In high-achieving environments, teachers have high expectations for all students and provide an enriched curriculum.
High-achieving learning environments involve students in a variety of learning activities that are challenging and aligned with learning goals, promote engaged learning, and draw on the culture, life experiences, and knowledge of all students. They allow students to discuss, argue, and analyze issues and concepts. Students explore, solve problems, and construct knowledge rather than just memorizing it. Their work is authentic, engaging, and important, and it builds understanding from in-depth investigation.

GOALS:
• Instructional strategies teach all students both basic skills and demanding, higher-order thinking skills.
• A new view of at-risk students challenges the deficit model often applied to urban learners.
• Students have the opportunity to construct knowledge - not just memorize it.
• Culturally responsive curricula and instructional practices foster understanding of and respect for students of different cultural backgrounds and make use of students' culture, language, and prior experiences.

Active, engaged learning tasks motivate as well as teach.
• Classrooms and schools are heterogeneously grouped and tracking is avoided.
• Groups of students work together on projects that explore ideas and information.
• Instruction accommodates students' learning styles.
• Instructional uses of technology promote engaged learning, rather than rote, skill-driven, or low-level instruction on computers.
• Elements that promote high performance and successful learning include interactive instruction, focus on in-depth understanding, self-regulated learning, and higher-order thinking.
• Traditional tracking is replaced by a "culture of detracked" schools (Oakes & Lipton, 1992) that:
1. Recognize that tracking is supported by powerful norms and assumptions that should be acknowledged and addressed as alternatives are created
2. Broaden the reform agenda so that changes in the tracking structure become part of comprehensive changes within the school
3. Engage in inquiry and experimentation that is idiosyncratic, opportunistic, democratic, and politically sensitive
4. Change teachers' roles and responsibilites to include new ways of working with other adults in the school
5. Involve risk-taking leaders who guide schools toward a focus on scholarship and a commitment to democratic values

ACTION OPTIONS:

• Encourage teachers to use new approaches in the instruction of at-risk students.
• Develop professional development activities, classroom instruction, and schoolwide programs that go beyond the surface in celebrating cultural diversity.
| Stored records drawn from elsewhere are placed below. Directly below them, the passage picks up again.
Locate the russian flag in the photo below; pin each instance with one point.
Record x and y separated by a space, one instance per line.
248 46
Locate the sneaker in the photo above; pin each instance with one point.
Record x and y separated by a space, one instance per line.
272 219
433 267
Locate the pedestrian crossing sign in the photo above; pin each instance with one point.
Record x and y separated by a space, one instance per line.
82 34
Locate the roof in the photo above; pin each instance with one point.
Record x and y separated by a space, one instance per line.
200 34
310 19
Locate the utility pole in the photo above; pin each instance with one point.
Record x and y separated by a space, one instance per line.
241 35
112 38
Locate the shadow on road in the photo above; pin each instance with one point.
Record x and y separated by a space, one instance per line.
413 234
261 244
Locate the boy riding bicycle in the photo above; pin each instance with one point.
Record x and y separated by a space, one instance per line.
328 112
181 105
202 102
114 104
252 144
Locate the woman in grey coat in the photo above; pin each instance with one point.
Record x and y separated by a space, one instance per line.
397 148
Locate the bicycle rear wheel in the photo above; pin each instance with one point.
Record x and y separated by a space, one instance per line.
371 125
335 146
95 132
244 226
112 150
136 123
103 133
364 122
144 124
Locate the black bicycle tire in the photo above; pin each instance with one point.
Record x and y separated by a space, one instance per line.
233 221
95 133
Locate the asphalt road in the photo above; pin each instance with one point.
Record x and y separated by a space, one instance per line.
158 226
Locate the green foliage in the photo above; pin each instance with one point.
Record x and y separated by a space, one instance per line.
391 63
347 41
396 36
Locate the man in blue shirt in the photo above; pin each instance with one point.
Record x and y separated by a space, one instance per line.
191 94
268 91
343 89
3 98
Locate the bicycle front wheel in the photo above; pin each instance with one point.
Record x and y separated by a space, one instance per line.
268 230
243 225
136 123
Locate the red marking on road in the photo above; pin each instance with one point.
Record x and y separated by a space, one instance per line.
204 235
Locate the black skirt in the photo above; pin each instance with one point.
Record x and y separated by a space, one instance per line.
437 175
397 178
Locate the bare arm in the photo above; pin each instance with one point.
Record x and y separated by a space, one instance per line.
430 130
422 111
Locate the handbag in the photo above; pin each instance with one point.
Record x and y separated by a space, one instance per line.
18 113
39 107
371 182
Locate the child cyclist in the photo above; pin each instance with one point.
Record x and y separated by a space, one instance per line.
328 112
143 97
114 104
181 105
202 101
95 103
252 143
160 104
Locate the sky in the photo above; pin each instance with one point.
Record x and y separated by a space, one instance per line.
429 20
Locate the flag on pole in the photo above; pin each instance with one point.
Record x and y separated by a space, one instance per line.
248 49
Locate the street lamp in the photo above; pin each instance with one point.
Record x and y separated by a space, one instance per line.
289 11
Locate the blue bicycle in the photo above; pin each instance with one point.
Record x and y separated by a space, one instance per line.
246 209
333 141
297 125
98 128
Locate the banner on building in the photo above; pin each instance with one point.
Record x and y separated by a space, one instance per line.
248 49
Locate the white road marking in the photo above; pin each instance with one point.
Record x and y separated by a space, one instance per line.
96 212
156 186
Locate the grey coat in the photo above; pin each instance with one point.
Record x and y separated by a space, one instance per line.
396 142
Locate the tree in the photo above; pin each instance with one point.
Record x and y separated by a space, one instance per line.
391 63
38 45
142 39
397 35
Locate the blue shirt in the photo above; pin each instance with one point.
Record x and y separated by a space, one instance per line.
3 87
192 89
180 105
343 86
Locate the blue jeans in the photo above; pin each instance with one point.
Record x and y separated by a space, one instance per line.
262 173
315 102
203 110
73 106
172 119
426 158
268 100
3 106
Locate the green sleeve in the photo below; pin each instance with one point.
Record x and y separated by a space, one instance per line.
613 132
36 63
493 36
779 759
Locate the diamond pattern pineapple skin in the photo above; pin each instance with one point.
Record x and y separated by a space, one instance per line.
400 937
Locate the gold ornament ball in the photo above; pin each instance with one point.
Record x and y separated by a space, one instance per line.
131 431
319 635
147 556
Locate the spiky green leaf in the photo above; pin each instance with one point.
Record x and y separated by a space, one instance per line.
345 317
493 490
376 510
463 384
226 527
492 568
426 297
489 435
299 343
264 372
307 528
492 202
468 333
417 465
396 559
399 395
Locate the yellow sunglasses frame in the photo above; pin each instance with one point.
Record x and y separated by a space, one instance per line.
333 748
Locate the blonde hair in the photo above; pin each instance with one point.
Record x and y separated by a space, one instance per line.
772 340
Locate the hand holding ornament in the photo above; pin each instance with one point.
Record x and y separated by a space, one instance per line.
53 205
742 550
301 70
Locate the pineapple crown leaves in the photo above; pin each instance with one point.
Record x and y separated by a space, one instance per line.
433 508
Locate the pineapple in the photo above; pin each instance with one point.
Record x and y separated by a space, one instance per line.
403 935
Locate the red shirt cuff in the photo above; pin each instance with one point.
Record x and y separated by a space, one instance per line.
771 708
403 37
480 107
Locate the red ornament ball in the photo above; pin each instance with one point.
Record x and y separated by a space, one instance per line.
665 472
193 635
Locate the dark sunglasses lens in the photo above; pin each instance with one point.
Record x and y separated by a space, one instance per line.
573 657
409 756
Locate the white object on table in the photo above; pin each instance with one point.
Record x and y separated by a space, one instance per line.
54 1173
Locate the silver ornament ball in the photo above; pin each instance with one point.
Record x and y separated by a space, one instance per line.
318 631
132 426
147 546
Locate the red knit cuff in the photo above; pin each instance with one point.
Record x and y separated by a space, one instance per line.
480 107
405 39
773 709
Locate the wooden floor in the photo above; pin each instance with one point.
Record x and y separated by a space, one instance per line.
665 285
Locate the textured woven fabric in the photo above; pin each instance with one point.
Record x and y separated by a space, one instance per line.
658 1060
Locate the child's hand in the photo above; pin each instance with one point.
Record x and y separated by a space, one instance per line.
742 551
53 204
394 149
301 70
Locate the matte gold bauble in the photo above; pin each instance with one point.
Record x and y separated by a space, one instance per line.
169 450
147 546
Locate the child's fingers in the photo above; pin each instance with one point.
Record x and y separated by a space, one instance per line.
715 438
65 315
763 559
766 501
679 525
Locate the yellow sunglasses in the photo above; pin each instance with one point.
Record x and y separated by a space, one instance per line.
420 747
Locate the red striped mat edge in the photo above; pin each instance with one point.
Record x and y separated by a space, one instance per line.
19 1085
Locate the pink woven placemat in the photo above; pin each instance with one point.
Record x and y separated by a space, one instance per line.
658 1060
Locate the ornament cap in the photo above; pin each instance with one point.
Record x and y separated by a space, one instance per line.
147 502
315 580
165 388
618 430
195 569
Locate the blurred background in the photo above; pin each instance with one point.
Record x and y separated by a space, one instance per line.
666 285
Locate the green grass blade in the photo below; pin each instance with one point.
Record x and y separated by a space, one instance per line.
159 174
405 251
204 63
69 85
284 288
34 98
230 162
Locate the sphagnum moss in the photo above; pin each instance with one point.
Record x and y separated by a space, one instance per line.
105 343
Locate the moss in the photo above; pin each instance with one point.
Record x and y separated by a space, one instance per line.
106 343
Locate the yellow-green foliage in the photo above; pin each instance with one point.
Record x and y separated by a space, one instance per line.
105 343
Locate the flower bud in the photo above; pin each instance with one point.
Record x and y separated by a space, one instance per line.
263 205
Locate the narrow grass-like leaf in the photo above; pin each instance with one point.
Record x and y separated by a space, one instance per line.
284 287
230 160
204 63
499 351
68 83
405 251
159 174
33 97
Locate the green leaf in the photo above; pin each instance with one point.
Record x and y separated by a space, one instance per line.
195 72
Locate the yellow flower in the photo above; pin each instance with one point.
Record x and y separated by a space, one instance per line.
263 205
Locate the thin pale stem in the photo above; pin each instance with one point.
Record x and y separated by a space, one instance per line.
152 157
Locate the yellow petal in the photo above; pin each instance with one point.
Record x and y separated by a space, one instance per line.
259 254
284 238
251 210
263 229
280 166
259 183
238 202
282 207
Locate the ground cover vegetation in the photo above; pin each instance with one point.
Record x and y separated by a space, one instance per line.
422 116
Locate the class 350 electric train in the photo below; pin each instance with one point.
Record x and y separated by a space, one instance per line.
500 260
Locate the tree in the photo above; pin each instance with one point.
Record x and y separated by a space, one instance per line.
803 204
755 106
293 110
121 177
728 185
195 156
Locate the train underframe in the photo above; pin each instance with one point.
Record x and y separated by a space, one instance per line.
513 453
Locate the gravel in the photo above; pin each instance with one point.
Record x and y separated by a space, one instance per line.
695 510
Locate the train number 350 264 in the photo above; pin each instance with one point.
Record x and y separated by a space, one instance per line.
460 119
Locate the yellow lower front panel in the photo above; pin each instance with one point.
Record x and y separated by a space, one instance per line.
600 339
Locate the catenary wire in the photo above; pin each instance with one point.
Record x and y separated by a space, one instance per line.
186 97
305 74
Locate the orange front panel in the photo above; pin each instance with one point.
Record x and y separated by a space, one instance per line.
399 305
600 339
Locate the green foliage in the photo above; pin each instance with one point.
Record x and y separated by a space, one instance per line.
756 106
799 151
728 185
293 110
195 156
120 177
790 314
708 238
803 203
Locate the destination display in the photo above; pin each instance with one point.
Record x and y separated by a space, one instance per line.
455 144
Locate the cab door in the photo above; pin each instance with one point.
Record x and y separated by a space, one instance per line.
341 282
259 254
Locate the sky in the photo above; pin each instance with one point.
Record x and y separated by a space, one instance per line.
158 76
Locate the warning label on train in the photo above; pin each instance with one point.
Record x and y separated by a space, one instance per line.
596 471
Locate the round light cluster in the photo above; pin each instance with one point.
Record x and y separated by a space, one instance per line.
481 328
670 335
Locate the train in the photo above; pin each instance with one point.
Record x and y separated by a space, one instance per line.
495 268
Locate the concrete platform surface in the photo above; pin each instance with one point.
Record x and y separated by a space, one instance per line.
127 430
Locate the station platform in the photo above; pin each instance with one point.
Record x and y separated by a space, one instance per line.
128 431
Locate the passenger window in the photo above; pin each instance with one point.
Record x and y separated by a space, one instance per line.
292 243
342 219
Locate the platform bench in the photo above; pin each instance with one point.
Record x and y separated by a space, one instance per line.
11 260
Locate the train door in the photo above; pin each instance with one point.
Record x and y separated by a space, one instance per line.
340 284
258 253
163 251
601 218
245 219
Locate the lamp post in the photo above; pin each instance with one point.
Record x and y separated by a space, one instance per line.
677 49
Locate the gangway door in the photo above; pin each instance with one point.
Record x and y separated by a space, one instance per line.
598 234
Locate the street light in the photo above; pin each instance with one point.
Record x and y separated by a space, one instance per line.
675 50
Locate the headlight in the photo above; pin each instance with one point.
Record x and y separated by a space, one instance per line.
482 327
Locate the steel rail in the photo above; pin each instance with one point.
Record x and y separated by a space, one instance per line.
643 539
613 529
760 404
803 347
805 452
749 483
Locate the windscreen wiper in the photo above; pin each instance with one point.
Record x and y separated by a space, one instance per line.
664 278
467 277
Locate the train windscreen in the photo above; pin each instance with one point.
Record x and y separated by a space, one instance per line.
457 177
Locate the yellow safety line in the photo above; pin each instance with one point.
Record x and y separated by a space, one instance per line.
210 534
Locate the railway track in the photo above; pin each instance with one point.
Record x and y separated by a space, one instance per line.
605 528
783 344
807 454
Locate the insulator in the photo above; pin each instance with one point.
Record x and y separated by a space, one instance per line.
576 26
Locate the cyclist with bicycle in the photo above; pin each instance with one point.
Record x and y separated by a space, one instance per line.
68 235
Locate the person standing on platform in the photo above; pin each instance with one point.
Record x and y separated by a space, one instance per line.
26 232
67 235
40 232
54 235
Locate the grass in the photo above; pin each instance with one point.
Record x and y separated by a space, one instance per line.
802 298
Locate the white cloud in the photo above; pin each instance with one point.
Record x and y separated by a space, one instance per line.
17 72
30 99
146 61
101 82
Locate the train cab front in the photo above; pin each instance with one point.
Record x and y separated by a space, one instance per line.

Students' learning experiences must be transformed to nurture relationships among culturally diverse students by face-to-face contact or via technology and to build upon students' culture, language, and experiences in reading, writing, and content area instruction.
• Promote efforts to reshape the curriculum and encourage the development of in-depth curricular offerings as described by the new standards being developed in several disciplines, such as math and science.
• Explore authentic instruction and provide students with tasks that allow high levels of thinking and engagement.
• Make higher-order thinking, problem solving, and the construction of knowledge available to all students.
• Replace homogeneous grouping and tracking with heterogeneous grouping to serve all students.
• Complement teacher-centered instruction with cooperative learning and small group activities.
• Replace norm-referenced assessments with authentic assessments.
• Explore new instructional frameworks for producing high- achieving learning environments.
• Establish faculty teams to examine alternative ways to organize instruction, such as longer class periods, new scheduling formats, and cross-disciplinary programs.
• Acquire funding and support for technology that is needed in the classroom to prepare students for the demands of a predominantly service-oriented, high-technology workforce.
• Contact schools, programs, and organizations that can help your school implement culturally responsive practices throughout the school.
• Stay up-to-date on the latest research in effective teaching practices by reviewing journals, research-based educational materials, and so forth.
• Increase teacher engagement (which leads to greater student engagement) by creating a professional, collegial atmosphere that encourages teachers to work together in teams.
Karen Seashore Louis, associate dean for academic affairs, University of Minnesota, describes the effects of high levels of teacher engagement and peer pressure on teachers' motivation to work hard, and clarifies the relationship between teacher and student engagement. Excerpted from NCREL's Urban Education monograph, Teacher Engagement and Real Reform in Urban Schools (NCREL, 1995, forthcoming).
• Document and evaluate the norms of experience of students in your school in order to make informed decisions about instructional practices, programs, and policies.
• Discuss new initiatives with parents and community members when implementing new grouping patterns and new forms of instruction and assessment.


IMPLEMENTATION PITFALLS:

• School districts and staff often do not have the skills and knowledge needed to implement new forms of instruction and assessment. Program planners and staff need to consider important issues in redesigning educational programs for educationally disadvantaged students.
• Extensive staff development may be necessary to institutionalize new instructional approaches.
• It is important to understand the complexities of the change process when initiating major improvement efforts. If school leaders do not acknowledge and address the challenges of substantive change, staff and community may resist change and retaliate against it.
• Rigid and entrenched policies of districts and schools are among the factors that inhibit the implementation of high-achieving learning environments.
• Teacher schedules often do not include time for professional development - to discuss, learn, and plan new instructional approaches.
• There is a danger in introducing new instructional programs without buy-in and real commitment among classroom teachers. Teachers may perceive these new programs as the latest fad rather than making lasting changes in instruction.


DIFFERENT POINTS OF VIEW:

Some writers still believe that curriculum should focus on the dominant Western European culture. They contend that factual knowledge should be a core element of classroom work and that students should be organized according to ability.
The early effective schools programs and some state efforts emphasized basic skills learning. Many of these early initiatives are being redesigned to focus on higher-order thinking, problem solving, and an indepth curriculum. Some groups worry that basic factual knowledge will not be addressed or learned through these newer instructional approaches.